Dad uses his face mask to tie off newborn's umbilical cord after wife gives birth outside hospital
The cotton face masks a Kentucky couple wore to the hospital came in handy when they used them to bind their baby’s umbilical cord after welcoming their new infant in the middle of the street.
When David and Sarah Rose Patrick arrived at Baptist Health Louisville to give birth after 2 a.m. on May 9, the couple attempted to enter the labor and delivery facility — only to find the doors locked.
“They don’t open, and we can’t get in,” David tells Yahoo Life. “The lights are dim, and there’s not even a custodian, nothing. We are completely blown away, especially since our doctor said this is where you need to come back.”

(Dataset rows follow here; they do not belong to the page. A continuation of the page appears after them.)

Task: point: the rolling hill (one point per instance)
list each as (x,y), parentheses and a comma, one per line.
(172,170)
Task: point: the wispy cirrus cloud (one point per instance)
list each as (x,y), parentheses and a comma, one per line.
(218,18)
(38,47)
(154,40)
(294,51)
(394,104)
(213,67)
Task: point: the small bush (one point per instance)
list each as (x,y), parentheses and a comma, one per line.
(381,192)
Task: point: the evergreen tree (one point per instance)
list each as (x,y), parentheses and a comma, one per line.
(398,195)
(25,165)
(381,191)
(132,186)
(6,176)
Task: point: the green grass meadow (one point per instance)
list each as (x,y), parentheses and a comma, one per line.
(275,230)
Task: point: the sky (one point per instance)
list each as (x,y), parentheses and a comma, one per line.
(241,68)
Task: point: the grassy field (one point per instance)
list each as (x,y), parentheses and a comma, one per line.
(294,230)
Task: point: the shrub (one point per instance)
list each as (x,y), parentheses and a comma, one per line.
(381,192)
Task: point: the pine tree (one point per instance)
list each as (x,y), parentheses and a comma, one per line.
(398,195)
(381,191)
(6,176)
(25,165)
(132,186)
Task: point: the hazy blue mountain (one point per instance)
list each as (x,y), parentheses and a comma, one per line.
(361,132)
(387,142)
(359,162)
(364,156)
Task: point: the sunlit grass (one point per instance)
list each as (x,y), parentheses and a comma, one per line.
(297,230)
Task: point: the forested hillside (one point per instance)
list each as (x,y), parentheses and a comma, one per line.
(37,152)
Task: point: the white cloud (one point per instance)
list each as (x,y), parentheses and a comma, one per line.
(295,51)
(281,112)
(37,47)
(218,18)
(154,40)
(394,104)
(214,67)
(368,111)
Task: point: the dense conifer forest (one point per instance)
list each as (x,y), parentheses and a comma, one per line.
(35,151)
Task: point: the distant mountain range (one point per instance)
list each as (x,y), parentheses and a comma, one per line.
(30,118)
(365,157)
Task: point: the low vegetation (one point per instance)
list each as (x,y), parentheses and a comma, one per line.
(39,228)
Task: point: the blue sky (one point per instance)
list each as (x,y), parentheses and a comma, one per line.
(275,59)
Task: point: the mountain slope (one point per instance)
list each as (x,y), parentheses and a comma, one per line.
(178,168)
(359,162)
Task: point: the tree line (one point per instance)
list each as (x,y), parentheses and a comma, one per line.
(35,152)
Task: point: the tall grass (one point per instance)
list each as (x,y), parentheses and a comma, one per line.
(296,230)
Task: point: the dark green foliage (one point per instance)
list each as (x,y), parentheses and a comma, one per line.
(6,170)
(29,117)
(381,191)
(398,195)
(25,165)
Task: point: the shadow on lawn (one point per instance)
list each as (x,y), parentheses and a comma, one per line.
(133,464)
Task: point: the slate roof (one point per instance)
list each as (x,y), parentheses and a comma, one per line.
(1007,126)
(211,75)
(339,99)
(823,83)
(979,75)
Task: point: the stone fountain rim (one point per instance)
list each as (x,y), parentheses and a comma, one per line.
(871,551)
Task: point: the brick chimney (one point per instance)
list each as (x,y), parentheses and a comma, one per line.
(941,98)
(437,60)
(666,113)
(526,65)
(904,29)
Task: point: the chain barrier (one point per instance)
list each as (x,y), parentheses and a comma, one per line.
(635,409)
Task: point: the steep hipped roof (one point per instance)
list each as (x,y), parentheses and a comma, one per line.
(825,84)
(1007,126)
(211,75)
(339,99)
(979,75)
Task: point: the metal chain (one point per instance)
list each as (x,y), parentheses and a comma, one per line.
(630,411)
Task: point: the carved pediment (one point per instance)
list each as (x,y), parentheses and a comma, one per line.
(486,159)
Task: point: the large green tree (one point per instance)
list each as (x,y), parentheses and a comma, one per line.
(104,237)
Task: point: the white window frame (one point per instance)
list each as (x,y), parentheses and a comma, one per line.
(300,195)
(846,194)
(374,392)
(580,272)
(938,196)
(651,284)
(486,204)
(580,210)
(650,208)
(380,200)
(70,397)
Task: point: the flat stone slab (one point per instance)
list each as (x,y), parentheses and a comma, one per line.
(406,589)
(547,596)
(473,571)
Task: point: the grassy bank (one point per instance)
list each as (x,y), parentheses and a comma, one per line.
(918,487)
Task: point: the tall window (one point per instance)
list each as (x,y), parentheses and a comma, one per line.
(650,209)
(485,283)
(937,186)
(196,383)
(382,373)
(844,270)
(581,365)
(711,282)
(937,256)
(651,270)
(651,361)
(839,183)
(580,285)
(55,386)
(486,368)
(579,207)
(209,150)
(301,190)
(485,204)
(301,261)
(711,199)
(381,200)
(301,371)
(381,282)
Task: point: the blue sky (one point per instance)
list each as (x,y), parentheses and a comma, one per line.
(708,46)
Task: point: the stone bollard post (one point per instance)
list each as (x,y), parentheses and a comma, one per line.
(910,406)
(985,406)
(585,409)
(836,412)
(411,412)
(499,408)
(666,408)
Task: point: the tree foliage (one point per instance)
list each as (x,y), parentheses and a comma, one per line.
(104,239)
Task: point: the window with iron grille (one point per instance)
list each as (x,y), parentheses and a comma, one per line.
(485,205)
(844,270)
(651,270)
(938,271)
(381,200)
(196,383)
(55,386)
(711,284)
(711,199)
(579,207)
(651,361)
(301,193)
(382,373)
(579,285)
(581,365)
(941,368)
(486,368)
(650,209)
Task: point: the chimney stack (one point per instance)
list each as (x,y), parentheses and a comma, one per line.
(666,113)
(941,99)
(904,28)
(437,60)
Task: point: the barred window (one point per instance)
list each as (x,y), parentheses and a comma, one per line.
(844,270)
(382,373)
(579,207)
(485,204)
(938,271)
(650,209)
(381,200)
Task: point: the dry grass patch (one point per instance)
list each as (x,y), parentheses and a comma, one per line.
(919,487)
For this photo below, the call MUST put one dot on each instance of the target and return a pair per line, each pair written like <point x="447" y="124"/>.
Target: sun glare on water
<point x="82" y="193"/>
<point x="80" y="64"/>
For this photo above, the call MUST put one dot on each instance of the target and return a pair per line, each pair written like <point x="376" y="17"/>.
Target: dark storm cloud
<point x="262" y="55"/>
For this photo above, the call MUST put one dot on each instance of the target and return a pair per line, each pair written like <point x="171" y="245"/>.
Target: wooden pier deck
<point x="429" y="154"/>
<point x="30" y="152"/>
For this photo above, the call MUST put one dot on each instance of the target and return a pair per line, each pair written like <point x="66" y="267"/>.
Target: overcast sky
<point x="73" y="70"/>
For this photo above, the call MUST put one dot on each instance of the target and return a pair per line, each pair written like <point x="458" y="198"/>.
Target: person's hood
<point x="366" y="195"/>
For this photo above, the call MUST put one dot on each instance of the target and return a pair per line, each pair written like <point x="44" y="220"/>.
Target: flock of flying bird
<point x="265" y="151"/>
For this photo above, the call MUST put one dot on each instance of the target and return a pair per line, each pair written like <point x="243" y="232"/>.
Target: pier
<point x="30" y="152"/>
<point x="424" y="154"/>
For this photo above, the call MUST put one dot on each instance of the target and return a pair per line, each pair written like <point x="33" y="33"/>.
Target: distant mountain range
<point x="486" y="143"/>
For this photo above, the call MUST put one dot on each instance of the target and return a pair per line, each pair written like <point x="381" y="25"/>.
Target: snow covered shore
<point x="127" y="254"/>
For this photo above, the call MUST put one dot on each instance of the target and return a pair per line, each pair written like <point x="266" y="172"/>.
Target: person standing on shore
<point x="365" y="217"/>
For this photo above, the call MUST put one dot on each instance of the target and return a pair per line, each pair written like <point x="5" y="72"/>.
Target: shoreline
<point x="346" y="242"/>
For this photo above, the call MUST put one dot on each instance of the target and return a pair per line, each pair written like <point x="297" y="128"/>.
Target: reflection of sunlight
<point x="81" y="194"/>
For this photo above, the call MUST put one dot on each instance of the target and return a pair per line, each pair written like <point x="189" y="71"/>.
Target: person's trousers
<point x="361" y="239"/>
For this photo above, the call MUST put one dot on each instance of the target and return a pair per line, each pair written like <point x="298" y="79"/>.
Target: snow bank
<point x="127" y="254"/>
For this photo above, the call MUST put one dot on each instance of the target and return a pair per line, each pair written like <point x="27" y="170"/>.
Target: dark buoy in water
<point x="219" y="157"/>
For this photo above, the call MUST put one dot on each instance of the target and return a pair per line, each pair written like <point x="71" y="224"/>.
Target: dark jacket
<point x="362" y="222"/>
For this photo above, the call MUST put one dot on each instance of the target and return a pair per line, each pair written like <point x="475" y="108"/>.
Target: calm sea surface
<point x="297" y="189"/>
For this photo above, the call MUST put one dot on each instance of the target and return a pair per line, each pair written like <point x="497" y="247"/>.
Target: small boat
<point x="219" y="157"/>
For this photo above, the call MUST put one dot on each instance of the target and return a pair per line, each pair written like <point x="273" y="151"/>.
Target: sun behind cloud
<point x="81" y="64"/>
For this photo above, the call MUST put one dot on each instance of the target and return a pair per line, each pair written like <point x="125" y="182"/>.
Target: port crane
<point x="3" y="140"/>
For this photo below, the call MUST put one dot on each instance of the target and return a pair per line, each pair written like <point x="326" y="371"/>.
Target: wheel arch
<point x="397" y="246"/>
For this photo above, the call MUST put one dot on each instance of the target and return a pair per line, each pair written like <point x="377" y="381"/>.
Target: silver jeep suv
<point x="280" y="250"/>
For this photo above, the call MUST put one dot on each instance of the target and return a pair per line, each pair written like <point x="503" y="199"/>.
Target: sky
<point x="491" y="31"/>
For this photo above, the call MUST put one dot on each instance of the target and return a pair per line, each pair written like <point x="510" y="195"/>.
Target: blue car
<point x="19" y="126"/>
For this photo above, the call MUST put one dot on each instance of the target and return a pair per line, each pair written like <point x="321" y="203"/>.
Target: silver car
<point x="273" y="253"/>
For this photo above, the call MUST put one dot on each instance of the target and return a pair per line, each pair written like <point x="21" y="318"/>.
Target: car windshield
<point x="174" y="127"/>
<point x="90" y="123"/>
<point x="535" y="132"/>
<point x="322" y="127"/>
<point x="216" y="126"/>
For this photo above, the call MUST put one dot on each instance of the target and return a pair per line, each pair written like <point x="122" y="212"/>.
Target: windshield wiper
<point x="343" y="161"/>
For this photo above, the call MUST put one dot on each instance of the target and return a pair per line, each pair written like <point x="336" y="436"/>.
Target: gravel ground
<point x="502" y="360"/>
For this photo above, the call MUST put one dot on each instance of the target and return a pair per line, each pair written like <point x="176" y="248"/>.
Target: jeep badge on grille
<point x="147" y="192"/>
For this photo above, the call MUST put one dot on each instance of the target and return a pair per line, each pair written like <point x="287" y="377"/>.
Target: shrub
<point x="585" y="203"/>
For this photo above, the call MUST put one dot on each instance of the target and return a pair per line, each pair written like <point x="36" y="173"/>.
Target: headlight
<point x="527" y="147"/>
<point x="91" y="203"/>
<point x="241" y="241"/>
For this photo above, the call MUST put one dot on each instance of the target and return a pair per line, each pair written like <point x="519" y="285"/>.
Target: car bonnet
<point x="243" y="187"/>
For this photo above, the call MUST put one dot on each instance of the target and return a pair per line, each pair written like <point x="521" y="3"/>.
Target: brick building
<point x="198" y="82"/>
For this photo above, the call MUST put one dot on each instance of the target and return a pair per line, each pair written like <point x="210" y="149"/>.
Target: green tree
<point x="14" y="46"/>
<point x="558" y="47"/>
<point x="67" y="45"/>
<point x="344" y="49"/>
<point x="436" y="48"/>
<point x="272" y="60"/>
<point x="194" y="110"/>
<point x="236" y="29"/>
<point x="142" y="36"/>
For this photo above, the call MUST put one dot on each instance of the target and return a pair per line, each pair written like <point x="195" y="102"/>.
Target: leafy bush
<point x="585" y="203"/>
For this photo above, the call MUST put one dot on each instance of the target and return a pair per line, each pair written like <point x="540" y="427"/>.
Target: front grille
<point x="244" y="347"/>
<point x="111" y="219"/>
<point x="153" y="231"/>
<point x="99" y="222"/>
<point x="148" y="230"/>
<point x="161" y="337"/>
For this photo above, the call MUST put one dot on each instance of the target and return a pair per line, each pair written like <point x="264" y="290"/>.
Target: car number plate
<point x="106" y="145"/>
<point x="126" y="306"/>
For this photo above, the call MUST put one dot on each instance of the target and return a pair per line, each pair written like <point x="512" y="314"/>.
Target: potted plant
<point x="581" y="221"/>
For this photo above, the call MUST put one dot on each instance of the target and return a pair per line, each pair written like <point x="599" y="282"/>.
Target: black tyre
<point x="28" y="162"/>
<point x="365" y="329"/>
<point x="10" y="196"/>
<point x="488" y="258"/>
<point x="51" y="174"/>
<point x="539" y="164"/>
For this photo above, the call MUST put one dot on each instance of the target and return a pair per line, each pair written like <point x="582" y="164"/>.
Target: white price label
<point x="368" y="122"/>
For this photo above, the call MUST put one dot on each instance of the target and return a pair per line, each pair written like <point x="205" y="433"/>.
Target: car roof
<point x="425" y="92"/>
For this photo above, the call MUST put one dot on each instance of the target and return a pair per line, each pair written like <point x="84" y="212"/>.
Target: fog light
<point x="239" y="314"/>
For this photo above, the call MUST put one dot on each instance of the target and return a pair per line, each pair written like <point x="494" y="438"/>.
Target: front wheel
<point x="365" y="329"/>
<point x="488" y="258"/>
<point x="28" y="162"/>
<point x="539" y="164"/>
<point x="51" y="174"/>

When the couple failed to find a different open entrance, they determined they would have to drive over to the emergency room. But when Sarah Rose’s contractions began to come on more frequently and aggressively, it became clear they wouldn’t make it.
“We make it within view of our car back in front of labor and delivery, and we’re walking in the middle of the street toward to the car when my wife stops abruptly, bends over to use me as a crutch and says, ‘my water just broke,’” says David. “She nearly collapses. I hold her, she lays herself down flat and is now in the fetal position.”
David pulled out his cell phone and called 911, and asked the dispatcher to send someone out from labor and delivery immediately. Meanwhile, Sarah Rose’s pain only intensified.
“My wife, her groans crescendoed into these blood-curdling screams. People down the street could hear her,” adds David. “I see a trail of blood from where she’s lying down going to the nearest storm drain.”
When the dispatcher told David to take his wife’s pants off, Sarah Rose initially resisted.
“Just to reiterate, we’re in the middle of street,” says David, who was quick to follow the dispatcher’s instructions. “I said, ‘Honey, the pants are coming off.’”
Soon, Sarah Rose could feel their son’s head emerging.
“Once I pull back her pants, I see the top of our son’s head,” says David. “His head just pops out, I see his face and everything. Then in another 10 seconds or so, the rest of his body just slid out like a wet fish.” David caught the baby and wrapped him in his jacket.
“As soon as I saw him outside, my immediate concern was I didn’t want him to be cold!” Sarah Rose tells Yahoo Life. “I thought, what can I do to comfort him, and pulled him up to my nipples so he could get close. This is the last way I wanted my son to enter the world, and I was trying to give him what ounce of comfort I could give him. Luckily he took to that.”
Next, the dispatcher told David to find something to bind the umbilical cord. Without anything on hand, David rifled through their hospital bag.
“My wife and I are wearing our COVID-19 masks that my grandmother has hand-sewn from cotton, and I’ve still got my mask on,” says David. “My wife takes hers off and says, ‘Use this.’ I rolled it up real tight like a tortilla, and I do the best I can to tie a knot on the umbilical cord six inches from my son’s navel.”
Soon an ambulance arrived, and nurses and doctors emerged from the labor and delivery entrance to wheel Sarah Rose upstairs to complete her delivery.
“Once we got inside, everything was business as usual,” says David. “The nurses and doctors were great.”
Later, the hospital’s director of security ensured the Patrick family that they would use the experience to improve building protocols.
“It would have been nice to get some closure, but as long as they’ve got measures in place to prevent this from happening again, that at least is a win to us,” he says.. “Besides the fact that our child is extremely healthy and happy, and we're all safe.”
The couple named their son Navi, a nod to the Hebrew word for “prophet,” but also drawing from the fairy Navi in the popular Legend of Zelda video game franchise. His middle name is Bond.
“After James Bond,” the proud dad notes. “After his grand entrance, we think he's living up to the name. We’re calling him Baby Bond.”
In a statement to Yahoo Life, a spokesperson for Baptist Health Louisville said there is an intercom system for access after hours, and emergency room doors are never closed.
“Patients who come to Baptist Health Louisville, who are pregnant and in labor, can always enter the hospital in the middle of the night through the Emergency Room or enter through the entrance to the Labor and Delivery department which is located in the front of the building at 3900 Kresge Way,” the hospital representative told Yahoo. “Both entrances have signage and both entrances are open 24 hours a day and 7 days a week. Other entrances to the hospital are closed after 7 p.m. until 5 a.m.”